# Write the reaction which has a heat of reaction equal to heat of formation for HCl(g) ?

## Write the reaction which has a heat of reaction equal to heat of formation for HCl(g) ?

May 4, 2016

$\frac{1}{2} {\text{H"_ (2(g)) + 1/2"Cl"_ (2(g)) -> "HCl}}_{\left(g\right)}$

#### Explanation:

A compound's standard heat of formation, or standard enthalpy of formation, $\Delta {H}_{f}^{\circ}$, represents the change in enthalpy that accompanies the formation of one mole of that compound from its constituent elements in their standard state.

In your case, the chemical reaction that has a change in enthalpy equal to $\Delta {H}_{f}^{\circ}$ will describe the formation of one mole of hydrogen chloride, $\text{HCl}$, from its constituent elements in their standard state.

Now, one molecule of hydrogen chloride contains one atom of hydrogen, $\text{H}$, and one atom of chlorine, $\text{Cl}$.

The key now is to remember that hydrogen and chlorine exist as diatomic elements in their standard state.
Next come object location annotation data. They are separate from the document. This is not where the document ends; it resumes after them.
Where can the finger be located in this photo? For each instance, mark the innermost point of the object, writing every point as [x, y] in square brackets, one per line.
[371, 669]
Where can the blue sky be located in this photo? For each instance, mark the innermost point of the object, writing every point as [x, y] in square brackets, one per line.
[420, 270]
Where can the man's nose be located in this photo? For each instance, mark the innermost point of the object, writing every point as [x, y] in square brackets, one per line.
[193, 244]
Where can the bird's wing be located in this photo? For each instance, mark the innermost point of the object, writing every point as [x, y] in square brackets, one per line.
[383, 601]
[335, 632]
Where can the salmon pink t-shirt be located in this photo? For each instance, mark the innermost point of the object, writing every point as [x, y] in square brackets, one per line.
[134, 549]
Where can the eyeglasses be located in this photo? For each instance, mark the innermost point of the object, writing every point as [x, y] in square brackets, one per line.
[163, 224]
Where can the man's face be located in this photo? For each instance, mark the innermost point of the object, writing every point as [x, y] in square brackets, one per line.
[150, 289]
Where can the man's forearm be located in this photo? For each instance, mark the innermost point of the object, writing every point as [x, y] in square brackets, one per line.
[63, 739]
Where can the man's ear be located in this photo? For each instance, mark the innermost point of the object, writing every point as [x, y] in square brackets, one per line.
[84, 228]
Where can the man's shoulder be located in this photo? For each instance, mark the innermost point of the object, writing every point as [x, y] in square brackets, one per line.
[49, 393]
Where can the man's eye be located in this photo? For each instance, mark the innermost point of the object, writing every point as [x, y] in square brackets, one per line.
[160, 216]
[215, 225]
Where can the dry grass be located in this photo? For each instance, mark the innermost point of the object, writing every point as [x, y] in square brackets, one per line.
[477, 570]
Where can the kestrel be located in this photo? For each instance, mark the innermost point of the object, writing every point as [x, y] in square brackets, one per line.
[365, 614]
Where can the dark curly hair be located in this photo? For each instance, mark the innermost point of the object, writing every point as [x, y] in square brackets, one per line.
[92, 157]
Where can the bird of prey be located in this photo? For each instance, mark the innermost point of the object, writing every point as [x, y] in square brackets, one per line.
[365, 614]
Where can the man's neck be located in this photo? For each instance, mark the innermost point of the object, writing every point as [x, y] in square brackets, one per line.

This means that you can write

${\text{H"_ (2(g)) + "Cl"_ (2(g)) -> 2"HCl}}_{\left(g\right)}$

This represents one form of the balanced chemical equation that describes the synthesis of hydrogen chloride.

In order for the enthalpy change of reaction to be equal to that of the standard enthalpy change of formation, you must divide everything by $2$. This will get you

$\textcolor{g r e e n}{| \overline{\underline{\textcolor{w h i t e}{\frac{a}{a}} \textcolor{b l a c k}{\frac{1}{2} {\text{H"_ (2(g)) + 1/2"Cl"_ (2(g)) -> "HCl}}_{\left(g\right)}} \textcolor{w h i t e}{\frac{a}{a}} |}}}$

This equation will have

$\Delta {H}_{\text{rxn}}^{\circ} = \Delta {H}_{f}^{\circ}$

because it describes the formation of one mole of hydrogen chloride from its constituent elements in their standard state.